Aparté: A propos de la LDNR, n’oubliez pas que même si le Kremlin ne reconnaît pas ces républiques de jure, il l’a déjà fait de facto (notamment avec le dernier changement apporté aux lois russes sur l’économie).N’oubliez pas non plus que Taïwan est un pays largement non reconnu, mais qui est clairement indépendant, du moins pour l’instant.Enfin, le maintien de la LDNR au sein de l’Ukraine crée une anti-Ukraine qui empêche l’Ukraine dirigée par les nazis de devenir pleinement une anti-Russie.Donc non, n’en déplaise aux agités du drapeau, accepter de ne pas reconnaître la LDNR ne serait pas une « trahison », mais seulement une carte à jouer plus tard dans le jeu.
En outre, la Russie et les États-Unis devraient établir un mécanisme permanent de discussions bilatérales (oui, je suis d’accord avec Nuland sur l’UE !) pour remplacer le Conseil OTAN-Russie, inutile et fondamentalement mort. D’autres domaines de discussion pourraient inclure des questions aussi évidentes que l’espace, le terrorisme, l’immigration, l’énergie, la cybersécurité, l’Arctique, etc. et une restauration complète des relations diplomatiques civilisées (qui ont été totalement sabotées par l’administration Obama et Trump). Un accord pourrait également être conclu sur la non-ingérence mutuelle ou, au moins, améliorer la déconfliction actuelle entre les États-Unis et la Russie en Syrie, en Irak et ailleurs. Et, bien sûr, la Russie pourrait accepter un contrat de gaz à long terme via l’Ukraine en échange d’une acceptation totale de North Stream 2 par les États-Unis.
Est-ce que ça sonne un peu utopique pour vous ?
Moi, je trouve ça très utopique !
Mais je ne suis pas tout à fait prêt à déclarer que c’est absolument impossible. Au lieu de cela, je dirais simplement qu’une telle issue est improbable mais toujours possible.
L’alternative est une guerre qui, au mieux, pourrait se limiter à une stupide provocation ukrainienne (du genre de celles qu’ils essayent régulièrement, et sans succès, depuis de nombreuses années maintenant) ou, au pire, une escalade rapide dans une guerre (inter)continentale à grande échelle, impliquant probablement des armes nucléaires.
L’espoir est le dernier à mourir, n’est-ce pas ?

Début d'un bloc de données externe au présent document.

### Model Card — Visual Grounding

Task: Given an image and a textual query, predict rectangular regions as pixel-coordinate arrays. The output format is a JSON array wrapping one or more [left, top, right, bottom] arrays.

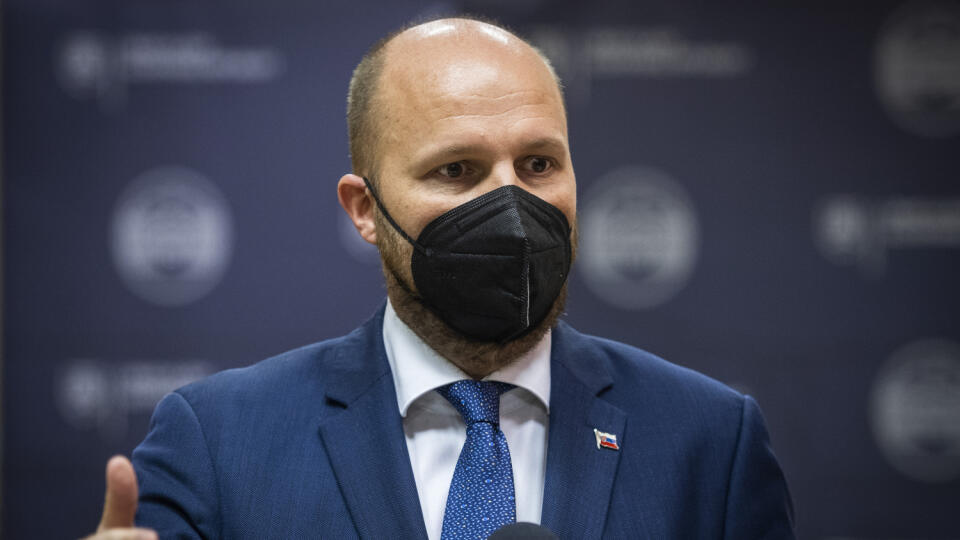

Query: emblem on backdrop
[[528, 25, 754, 106], [56, 30, 284, 111], [813, 195, 960, 276], [875, 2, 960, 137], [57, 358, 212, 439], [580, 166, 699, 310], [111, 166, 234, 307], [870, 338, 960, 483]]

La seule chose qui me permet de croire qu’une guerre peut encore être évitée, c’est qu’en dehors des véritables cinglés, il y a encore quelques officiels sobres d’esprit aux États-Unis (peut-être le Général Milley ?) qui comprennent non seulement que la guerre est une horreur indicible, mais qui comprennent AUSSI qu’une attaque américaine contre la Russie entraînera une contre-attaque russe contre les États-Unis eux-mêmes. Plus précisément, la Russie a désormais pour position officielle que si une arme X est tirée sur la Russie ou sur les forces russes, non seulement la Russie détruira cette arme et le système qui l’a lancée, mais elle frappera également le quartier général du commandement qui a donné l’ordre de frapper la Russie, qu’il s’agisse de Kiev, Varsovie, Bruxelles ou même Washington DC. Je suis certain que le général Gerasimov a expliqué cela au général Milley dans les moindres détails et je soupçonne fortement Milley d’avoir compris le message. Espérons simplement que Milley pourra l’emporter sur Lloyd Austin (qui est clairement un imbécile incompétent utilisé par le « parti de la guerre » uniquement comme une figure de proue jetable).
Si ce n’est pas le cas, alors que Dieu nous vienne en aide, car la guerre est alors inévitable.
Je considère la situation actuelle comme la plus dangereuse à laquelle le monde ait jamais été confronté, c’est encore pire que la crise des missiles de Cuba, les attaques américaines contre l’Iran (le meurtre du général Soleimani) ou la Syrie. Par nature, par éducation, par expérience et par formation, je suis un pessimiste impénitent. Mais, dans ce cas, je veux encore me forcer à adopter une position de « pessimisme prudent », c’est-à-dire que, oui, la situation est terrible et semble irrémédiable, mais je choisis de croire qu’il y a encore suffisamment de personnes saines d’esprit aux États-Unis pour éviter le pire.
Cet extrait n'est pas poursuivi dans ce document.